E pensar que eu queria me tornar membro da assembleia... Agora só consigo pensar em fazer Lerifan pagar.
A assembleia tinha um poder razoável na cidade e poucas vezes, na longa história de Tleos, o Rei-Deus contrariou alguma decisão do povo. O Oxivonu era a ponte entre a assembleia e Rei-Deus, decidindo que questões mereciam ser consideradas pelo governante supremo.
Orozimbo conhecia muito bem o Rei-Deus e sabia bem quando uma questão deveria ser levada. Ele vai fazer falta!
A assembleia era dividida em três bancadas, a Leste, Sul e a Oeste. Na porção norte do plenário, havia um grande espaço vazio com a estátua do Rei-Deus e um púlpito. Sempre houve uma tensão entre os membros da Oeste e Leste, o equilíbrio e decisões vinha da bancada Sul. No segundo e terceiro andares do prédio circular, ficavam as galerias populares. Era dali que Gálius assistia os discursos.
As bancadas estão divididas... A Oeste apoia o crápula, a Sul, Beguino e a Leste, Maltar. Totalmente previsível.

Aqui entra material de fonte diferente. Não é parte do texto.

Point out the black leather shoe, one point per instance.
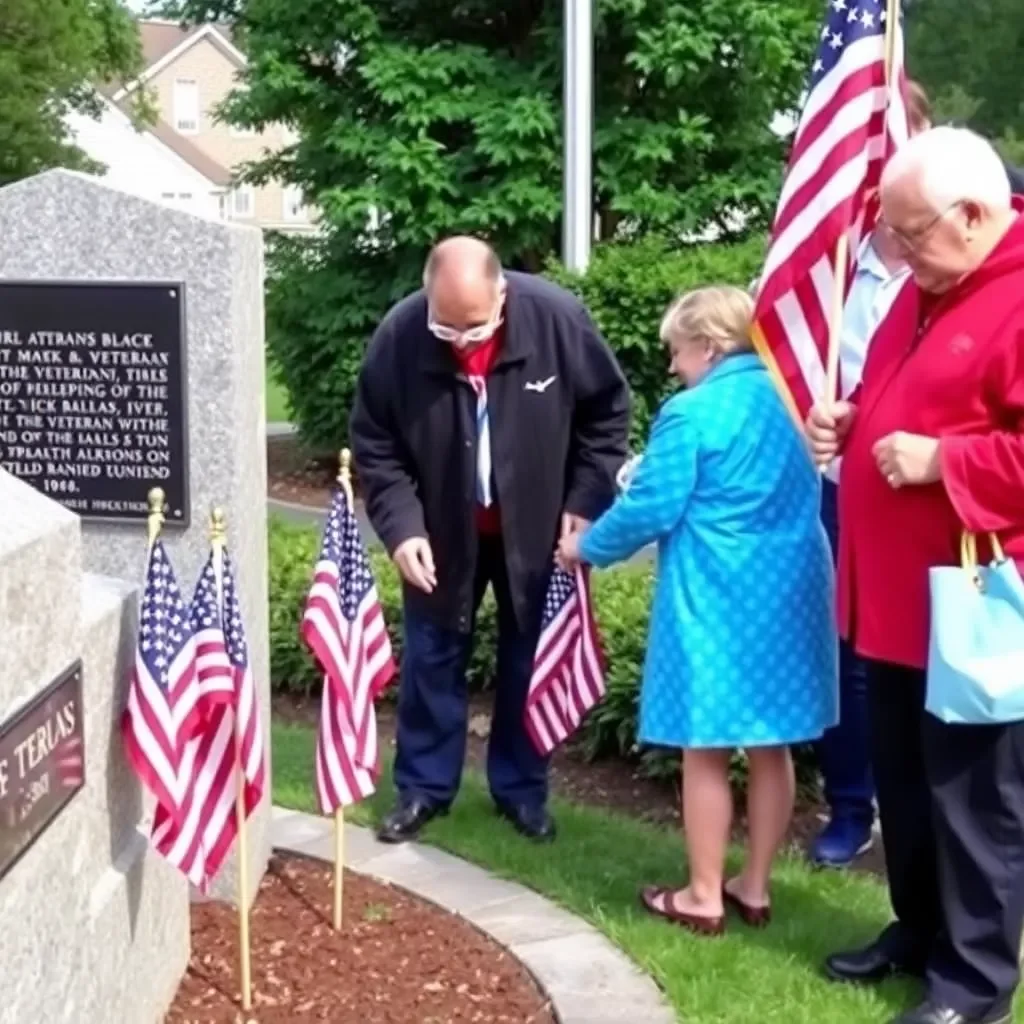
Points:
(534, 822)
(932, 1013)
(404, 822)
(870, 965)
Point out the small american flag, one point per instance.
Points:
(568, 667)
(198, 840)
(344, 628)
(165, 707)
(850, 124)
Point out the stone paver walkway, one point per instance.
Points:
(588, 979)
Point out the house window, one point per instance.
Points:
(243, 203)
(294, 207)
(186, 107)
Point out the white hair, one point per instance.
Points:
(951, 165)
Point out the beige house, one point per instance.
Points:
(188, 73)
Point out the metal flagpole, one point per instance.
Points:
(578, 206)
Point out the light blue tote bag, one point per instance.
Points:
(976, 652)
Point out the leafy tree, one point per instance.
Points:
(51, 51)
(968, 56)
(425, 117)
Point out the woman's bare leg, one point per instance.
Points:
(770, 797)
(707, 822)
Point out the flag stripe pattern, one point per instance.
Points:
(851, 122)
(198, 839)
(165, 706)
(343, 626)
(568, 667)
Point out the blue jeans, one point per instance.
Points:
(844, 752)
(433, 702)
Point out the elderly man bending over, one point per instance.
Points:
(489, 417)
(933, 443)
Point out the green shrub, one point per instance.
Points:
(627, 289)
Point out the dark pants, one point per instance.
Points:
(844, 752)
(433, 702)
(951, 803)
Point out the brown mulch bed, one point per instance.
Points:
(297, 476)
(397, 961)
(609, 784)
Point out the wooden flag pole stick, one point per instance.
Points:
(345, 482)
(892, 22)
(836, 317)
(218, 538)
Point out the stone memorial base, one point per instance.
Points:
(93, 926)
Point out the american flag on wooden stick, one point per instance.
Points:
(165, 706)
(851, 122)
(343, 626)
(198, 840)
(568, 667)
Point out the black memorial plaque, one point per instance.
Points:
(92, 396)
(42, 764)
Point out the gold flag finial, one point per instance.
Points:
(345, 475)
(218, 527)
(157, 500)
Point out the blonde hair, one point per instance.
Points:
(719, 315)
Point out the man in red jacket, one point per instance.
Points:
(933, 444)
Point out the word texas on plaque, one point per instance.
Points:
(92, 396)
(42, 764)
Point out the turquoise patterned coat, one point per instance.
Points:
(741, 649)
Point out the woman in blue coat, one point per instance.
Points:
(741, 649)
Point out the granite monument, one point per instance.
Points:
(131, 356)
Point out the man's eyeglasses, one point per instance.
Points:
(913, 240)
(472, 335)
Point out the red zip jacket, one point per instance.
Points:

Gálius sempre esteve alinhado os lestistas e Lerifan, representava o pensamento típico dos oestistas: tradições e rituais acima de tudo. Portos fechados, separação das castas de trabalho, casamentos apenas entre pessoas da mesma casta, etc. A verdade é que a sociedade de Tleos mudava muito pouco, mas eventualmente, mudava. A lei de casamento nas castas já havia caído há mais de mil anos, mas ainda assim, mesmo não sendo proibidos, eram raros os casamentos que quebravam aquela tradição. Não era um crime, mas não quer dizer que não houvesse desaprovação e discriminação. Toda mudança, sempre vinha do leste, e este estava sempre empenhado em influenciar o sul, já que era impossível fazer os oestistas enxergar algo além de suas duras e cristalizadas convicções. Gálius ficou tenso ao observar Lerifan subir os degraus de mármore que levavam ao púlpito.

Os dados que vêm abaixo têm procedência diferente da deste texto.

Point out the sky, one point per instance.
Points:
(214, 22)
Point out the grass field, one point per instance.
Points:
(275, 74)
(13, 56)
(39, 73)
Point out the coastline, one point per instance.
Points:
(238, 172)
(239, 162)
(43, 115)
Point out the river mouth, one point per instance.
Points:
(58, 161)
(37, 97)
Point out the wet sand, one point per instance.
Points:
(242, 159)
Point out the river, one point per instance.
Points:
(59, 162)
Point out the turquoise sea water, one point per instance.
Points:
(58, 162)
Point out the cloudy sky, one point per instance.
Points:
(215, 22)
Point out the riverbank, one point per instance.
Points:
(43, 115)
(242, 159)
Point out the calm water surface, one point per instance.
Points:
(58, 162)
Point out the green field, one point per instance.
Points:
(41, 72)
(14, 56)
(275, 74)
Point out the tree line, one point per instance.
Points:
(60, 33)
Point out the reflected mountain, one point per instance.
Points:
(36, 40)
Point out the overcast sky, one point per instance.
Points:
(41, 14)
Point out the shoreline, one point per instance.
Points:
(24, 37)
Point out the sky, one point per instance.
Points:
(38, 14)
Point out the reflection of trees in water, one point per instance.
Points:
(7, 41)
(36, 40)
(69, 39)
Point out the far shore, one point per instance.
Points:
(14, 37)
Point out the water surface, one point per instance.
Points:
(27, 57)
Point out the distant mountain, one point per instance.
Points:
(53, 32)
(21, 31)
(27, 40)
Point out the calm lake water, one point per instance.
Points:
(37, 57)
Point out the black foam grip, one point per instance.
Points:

Crápula de nariz empinado! Bem que podia tropeçar e cair daí de cima!
— Povo de Tleos. Todos sabem que sou amigo das tradições. São elas que dão estabilidade à nossa cidade. Mas é fato que se olharmos para trás, veremos que as tradições não são imutáveis. Elas mudam. Estudei e observei que todas as mudanças ocorreram quando o povo percebeu algo errado, algo que já não proporcionava o bem-estar de todos. Tenho para mim que para ocupar o cargo de Oxivonu é necessário haver um projeto, um ideal. Escutei atentamente os discursos de meus veneráveis colegas, os vonu Maltar e Beguino. São excelentes pessoas, que nunca se ponha dúvida sobre isso, mas não consegui perceber um projeto. É claro, falaram sobre o bem comum, o bom funcionamento da cidade, a harmonia milenar sob a qual vivemos. Quem ficaria contra isto? Ora apenas um demente! Porém, há algo em nossa cidade que observo e me enche de tristeza, os silfos. Sim, olhem ao redor? Há apenas um silfo nessa assembleia? Por que eles não vêm aqui debater os bons destinos da cidade? Eles não têm interesse algum? É claro, são empregados dedicados e, em geral, pessoas de bem. Mas olhem para a moradia deles? O gueto das orelhas é... desculpem me dizer assim, mas é uma bagunça! Me digam, quantos de vocês mandariam seus filhos dar uma volta no gueto?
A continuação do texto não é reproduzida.